MS-Temba: Multi-Scale Temporal Mamba for Understanding Long Untrimmed Videos¶

Conference: CVPR 2026
Paper: CVF Open Access
Code: https://mstemba.github.io (Project Page)

Area: Video Understanding
Keywords: Temporal Action Detection, State Space Models, Mamba, Multi-scale Modeling, Long Video

TL;DR¶

MS-Temba transforms the Mamba State Space Model into a "Multi-Scale Dilated SSM" by stacking parallel branches with varying temporal dilation rates into a hierarchical structure, then uses a lightweight Mamba fuser to unify multi-scale features. With only 17M parameters, it achieves SOTA in Temporal Action Detection (TAD) on 40-minute-long, densely annotated daily activity videos, reducing parameters by 5x compared to Transformer-based solutions.

Background & Motivation¶

Background: Temporal Action Detection (TAD) in long untrimmed videos requires a model to identify "which actions are occurring + when they start and end" at every timestep. Activities of Daily Living (ADL, e.g., home care, smart homes) are particularly challenging; a video can reach 40 minutes, where atomic actions lasting seconds (e.g., "drinking water") are interleaved with activities lasting tens of minutes (e.g., "using a laptop"), often with multiple concurrent actions (e.g., "walking while using a phone").

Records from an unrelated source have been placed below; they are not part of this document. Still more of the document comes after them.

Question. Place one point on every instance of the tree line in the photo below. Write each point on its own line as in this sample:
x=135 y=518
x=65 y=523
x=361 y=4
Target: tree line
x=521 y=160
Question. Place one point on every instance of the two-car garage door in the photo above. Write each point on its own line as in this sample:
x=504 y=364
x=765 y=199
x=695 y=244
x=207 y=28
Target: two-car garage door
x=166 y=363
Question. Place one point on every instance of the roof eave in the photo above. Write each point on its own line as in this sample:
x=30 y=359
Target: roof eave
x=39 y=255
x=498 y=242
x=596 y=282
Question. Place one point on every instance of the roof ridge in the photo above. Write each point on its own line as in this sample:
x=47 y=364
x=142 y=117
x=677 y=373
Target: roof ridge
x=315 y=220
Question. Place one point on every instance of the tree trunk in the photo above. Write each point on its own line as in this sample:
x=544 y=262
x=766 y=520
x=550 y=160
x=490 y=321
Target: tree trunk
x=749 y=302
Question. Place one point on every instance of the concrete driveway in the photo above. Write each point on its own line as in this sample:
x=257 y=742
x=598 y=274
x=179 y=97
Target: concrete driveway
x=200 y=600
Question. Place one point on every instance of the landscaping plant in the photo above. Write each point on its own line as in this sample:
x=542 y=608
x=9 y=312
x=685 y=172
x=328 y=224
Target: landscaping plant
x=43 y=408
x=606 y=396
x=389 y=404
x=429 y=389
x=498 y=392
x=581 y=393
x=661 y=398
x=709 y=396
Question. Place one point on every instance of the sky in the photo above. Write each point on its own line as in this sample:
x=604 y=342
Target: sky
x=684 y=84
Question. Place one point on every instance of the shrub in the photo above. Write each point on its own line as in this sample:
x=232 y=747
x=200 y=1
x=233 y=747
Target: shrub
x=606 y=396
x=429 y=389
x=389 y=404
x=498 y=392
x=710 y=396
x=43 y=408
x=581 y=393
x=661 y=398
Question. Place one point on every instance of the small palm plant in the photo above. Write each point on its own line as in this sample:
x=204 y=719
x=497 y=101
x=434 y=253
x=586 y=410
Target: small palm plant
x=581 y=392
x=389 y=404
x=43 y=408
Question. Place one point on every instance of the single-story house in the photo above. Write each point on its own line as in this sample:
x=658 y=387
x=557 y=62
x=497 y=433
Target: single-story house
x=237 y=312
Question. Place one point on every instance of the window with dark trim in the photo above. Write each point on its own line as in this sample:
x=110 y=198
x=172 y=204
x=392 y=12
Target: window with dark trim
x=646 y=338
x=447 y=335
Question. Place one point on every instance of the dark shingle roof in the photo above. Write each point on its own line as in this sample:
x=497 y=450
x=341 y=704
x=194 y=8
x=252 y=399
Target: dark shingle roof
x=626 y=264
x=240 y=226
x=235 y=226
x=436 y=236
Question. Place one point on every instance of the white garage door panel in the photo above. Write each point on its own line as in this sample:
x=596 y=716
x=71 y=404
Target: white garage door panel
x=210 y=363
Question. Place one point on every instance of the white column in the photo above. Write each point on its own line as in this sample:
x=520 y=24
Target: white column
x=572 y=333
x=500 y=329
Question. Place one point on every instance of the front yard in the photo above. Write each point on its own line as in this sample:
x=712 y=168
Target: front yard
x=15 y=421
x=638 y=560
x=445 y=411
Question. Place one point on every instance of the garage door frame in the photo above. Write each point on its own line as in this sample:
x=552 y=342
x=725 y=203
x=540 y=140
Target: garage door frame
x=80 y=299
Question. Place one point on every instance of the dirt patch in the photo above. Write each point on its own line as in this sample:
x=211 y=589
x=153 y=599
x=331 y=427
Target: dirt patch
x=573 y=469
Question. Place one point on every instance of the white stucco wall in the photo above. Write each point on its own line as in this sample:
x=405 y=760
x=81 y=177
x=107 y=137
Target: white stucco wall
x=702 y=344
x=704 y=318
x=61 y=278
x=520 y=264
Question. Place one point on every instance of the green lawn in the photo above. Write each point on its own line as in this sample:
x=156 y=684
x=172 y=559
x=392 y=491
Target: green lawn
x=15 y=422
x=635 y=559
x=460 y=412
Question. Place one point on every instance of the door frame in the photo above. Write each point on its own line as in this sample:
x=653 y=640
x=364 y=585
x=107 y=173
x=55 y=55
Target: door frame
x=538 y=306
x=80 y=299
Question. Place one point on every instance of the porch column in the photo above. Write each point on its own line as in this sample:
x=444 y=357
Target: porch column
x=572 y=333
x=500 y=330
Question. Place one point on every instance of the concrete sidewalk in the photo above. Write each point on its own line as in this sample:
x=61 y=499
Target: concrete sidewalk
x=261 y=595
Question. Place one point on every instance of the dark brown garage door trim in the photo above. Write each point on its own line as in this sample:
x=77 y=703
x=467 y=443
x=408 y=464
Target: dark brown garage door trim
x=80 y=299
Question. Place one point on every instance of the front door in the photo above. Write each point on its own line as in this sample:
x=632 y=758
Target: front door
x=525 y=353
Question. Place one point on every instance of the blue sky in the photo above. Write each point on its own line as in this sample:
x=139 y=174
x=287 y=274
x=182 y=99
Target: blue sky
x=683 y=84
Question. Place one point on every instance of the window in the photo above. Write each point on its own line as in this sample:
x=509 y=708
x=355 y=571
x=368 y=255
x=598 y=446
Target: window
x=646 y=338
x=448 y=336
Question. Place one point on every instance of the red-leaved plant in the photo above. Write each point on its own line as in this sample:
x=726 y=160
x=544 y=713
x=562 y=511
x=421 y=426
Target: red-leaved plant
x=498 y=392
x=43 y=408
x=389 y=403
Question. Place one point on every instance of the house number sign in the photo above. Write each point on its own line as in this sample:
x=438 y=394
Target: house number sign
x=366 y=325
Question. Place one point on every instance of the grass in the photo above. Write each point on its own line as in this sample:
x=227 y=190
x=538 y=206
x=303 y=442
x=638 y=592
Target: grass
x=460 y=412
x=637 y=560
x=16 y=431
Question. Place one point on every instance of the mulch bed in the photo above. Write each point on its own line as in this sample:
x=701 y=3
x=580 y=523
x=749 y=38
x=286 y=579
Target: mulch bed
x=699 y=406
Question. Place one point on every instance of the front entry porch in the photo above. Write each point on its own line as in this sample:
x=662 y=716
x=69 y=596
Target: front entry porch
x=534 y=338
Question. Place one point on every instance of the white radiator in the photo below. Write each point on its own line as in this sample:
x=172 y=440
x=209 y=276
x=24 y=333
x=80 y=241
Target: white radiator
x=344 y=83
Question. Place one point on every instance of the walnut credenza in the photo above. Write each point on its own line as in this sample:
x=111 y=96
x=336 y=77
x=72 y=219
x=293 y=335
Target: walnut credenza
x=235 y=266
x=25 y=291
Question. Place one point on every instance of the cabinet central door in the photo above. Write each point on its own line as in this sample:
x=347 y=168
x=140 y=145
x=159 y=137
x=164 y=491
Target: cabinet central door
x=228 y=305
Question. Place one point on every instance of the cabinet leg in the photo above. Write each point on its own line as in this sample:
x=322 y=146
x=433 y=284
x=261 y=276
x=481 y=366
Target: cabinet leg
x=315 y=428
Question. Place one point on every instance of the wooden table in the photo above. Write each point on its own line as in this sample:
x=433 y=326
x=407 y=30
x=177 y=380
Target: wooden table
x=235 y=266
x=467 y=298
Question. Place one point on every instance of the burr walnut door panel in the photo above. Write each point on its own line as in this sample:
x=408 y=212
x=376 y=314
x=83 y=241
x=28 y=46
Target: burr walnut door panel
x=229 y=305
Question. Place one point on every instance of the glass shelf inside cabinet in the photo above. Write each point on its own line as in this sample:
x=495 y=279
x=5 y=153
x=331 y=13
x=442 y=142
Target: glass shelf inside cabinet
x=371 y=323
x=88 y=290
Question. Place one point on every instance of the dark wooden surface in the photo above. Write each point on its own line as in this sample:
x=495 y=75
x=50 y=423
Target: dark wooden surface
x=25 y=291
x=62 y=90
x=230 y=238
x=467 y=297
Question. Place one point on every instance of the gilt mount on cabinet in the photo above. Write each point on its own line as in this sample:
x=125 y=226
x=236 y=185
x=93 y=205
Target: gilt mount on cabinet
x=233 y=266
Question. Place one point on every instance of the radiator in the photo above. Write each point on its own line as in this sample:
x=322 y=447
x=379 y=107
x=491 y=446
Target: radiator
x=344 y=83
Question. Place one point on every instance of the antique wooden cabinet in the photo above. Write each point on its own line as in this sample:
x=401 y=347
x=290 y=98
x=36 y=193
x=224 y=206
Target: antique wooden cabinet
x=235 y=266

Limitations of Prior Work: Mainstream TAD frameworks based on Temporal CNNs or Transformers face bottlenecks. Temporal convolutions (PDAN, TGM) have limited receptive fields and struggle to capture long-range dependencies across whole videos even with dilated kernels. Transformers (MS-TCT, MLAD) model long-range dependencies via global self-attention, but their quadratic complexity is prohibitive for ultra-long sequences, and large models often reach 87M parameters. State Space Models (SSMs) like Mamba offer linear complexity but typically scan at a single temporal scale, mixing instantaneous fine-grained actions with background noise and losing fine temporal structure.

Key Challenge: A single-scale scan with a fixed receptive field cannot simultaneously handle "precision for short actions" and "breadth for long actions," which is critical for dense, overlapping ADL scenarios. Models are either too granular to see long-range structure or too broad to distinguish short action boundaries.

Goal: Restore sensitivity to multiple temporal scales while retaining the linear efficiency of Mamba, addressing three challenges: long-range dependencies (Challenge 1), cross-scale actions and intra-class temporal variance (Challenge 2), and dense overlapping actions (Challenge 3).

Key Insight: Instead of scanning the video with a fixed receptive field, allow multiple SSM branches to scan at different temporal dilation rates (\(\eta\)). Short-stride branches focus on instantaneous fine-grained actions, while long-stride branches capture long-range dependencies. This brings the concept of "dilation" from dilated convolutions into the SSM scanning process for the first time.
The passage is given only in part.